Almost ten years ago, the Court of Appeal addressed, as a matter of principle, the extent to which it was appropriate for the court to use its powers to encourage civil litigants to settle their disputes. In Halsey v Milton Keynes General, it held that a successful party can be deprived of all or part of its costs if it unreasonably refused to agree to ADR.
Last month, the Court of Appeal modestly extended this rule to include silence in the face of an invitation to participate in ADR. In PGF II SA v OMFS Company 1 Ltd, it held such silence is, as a general rule, of itself unreasonable.
In PGF, the claimant had twice written to the defendant asking it to mediate and, if it refused to do so, to say why. The defendant failed to respond. The Court of Appeal held that the defendant had unreasonably refused to mediate and penalised it with a costs sanction.
Several important points arise out of this decision.
The importance of Halsey
First, the decision in Halsey must be at the forefront of parties’ minds. In PGF, Briggs LJ (with whom the other two Lord Justices agreed) said that the court in Halsey “took the view that many civil disputes were suitable for mediation” and:
“In the nine and a half years which have elapsed since the decision in the Halsey case, much has occurred to underline and confirm the wisdom of that conclusion, reached at a time when mediation in particular had a track record only half as long as it has now.”
Responding to an invitation to participate in ADR
Secondly, what does a party do if it receives an invitation to participate in ADR? The answer is, they must engage with it. In other words, a serious invitation to participate in ADR cannot be ignored. If a party does not want to participate in ADR, it must explain the reasons why and these reasons should then be explored by the parties. Pragmatism is key.
Briggs LJ acknowledged that there are many types of reasonable objection to a particular ADR proposal and said, when raised, they may be capable of being addressed:
“Mediation may be resisted on the basis that some other type of ADR, such as early neutral evaluation, may be equally suitable and preferred by the objecting party. A proposed mediation may be expensive to the other party if, as is usual, the mediator’s fees are shared equally. In such a case it is not unknown for the proposing party to offer to bear the whole fee, or for some cheaper form of ADR, including judicial early neutral evaluation or financial dispute resolution, to be provided more cheaply by the court. ADR may be proposed before the other party has the requisite information, a difficulty capable of being addressed either by limited voluntary disclosure, or by ADR at a later date than that proposed.”

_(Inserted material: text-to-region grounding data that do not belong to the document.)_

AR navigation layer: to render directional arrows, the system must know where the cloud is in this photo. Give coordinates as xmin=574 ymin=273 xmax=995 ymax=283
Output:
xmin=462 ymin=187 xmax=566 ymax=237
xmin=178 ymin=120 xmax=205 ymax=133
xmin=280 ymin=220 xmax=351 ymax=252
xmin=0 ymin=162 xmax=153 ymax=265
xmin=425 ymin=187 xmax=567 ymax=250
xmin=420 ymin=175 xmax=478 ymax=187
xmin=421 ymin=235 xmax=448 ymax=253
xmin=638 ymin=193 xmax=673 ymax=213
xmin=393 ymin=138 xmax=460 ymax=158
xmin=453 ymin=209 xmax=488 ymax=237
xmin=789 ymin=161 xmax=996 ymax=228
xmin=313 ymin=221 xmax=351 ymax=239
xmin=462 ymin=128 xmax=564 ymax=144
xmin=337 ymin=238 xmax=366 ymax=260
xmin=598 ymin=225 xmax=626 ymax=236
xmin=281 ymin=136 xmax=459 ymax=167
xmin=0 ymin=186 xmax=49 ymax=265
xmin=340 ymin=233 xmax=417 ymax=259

Thirdly, parties should engage with each other in considering the suitability of ADR, rather than waiting for encouragement from the court. On this point, Briggs LJ said:
“…the provision of state resources for the conduct of civil litigation… call for an ever-increasing focus upon means of ensuring that court time, both for trial and for case management, is proportionately directed towards those disputes which really need it, with an ever-increasing responsibility thrown upon the parties to civil litigation to engage in ADR, wherever that offers a reasonable prospect of producing a just settlement at proportionate cost. Just as it risks a waste of the court’s resources to have to try a case which could have been justly settled, earlier and at a fraction of the cost by ADR, so it is a waste of its resources to have to manage the parties towards ADR by robust encouragement, where they could and should have engaged with each other in considering its suitability, without the need for the court’s active intervention.”
Court of Appeal endorses The Jackson ADR Handbook
Fourthly, it is essential for parties to a dispute to consult The Jackson ADR Handbook, published earlier this year.
The handbook contains a foreword from Lord Dyson commending it as “properly authoritative”. Further, despite the handbook being first published after the period relevant to the proceedings, the court in PGF expressly and firmly endorsed advice given by it at section 11.56. Briggs LJ summarised that advice as “calling for constructive engagement in ADR rather than flat rejection, or silence”, and noted that the authors of the handbook had drawn heavily on the first instance decision in PGF.
Finally, Briggs LJ said that ADR is a process that is “still insufficiently understood and still under-used”. While the court considered that it may have made a different costs order to the one made at first instance, it did not disturb it. Instead it concluded by saying this:
“Finally… this case sends out an important message to civil litigants, requiring them to engage with a serious invitation to participate in ADR, even if they have reasons which might justify a refusal, or the undertaking of some other form of ADR, or ADR at some other time in the litigation. To allow the present appeal would, as it seems to me, blunt that message. The court’s task in encouraging the more proportionate conduct of civil litigation is so important in current economic circumstances that it is appropriate to emphasise that message by a sanction which, even if a little more vigorous than I would have preferred, nonetheless operates pour encourager les autres.”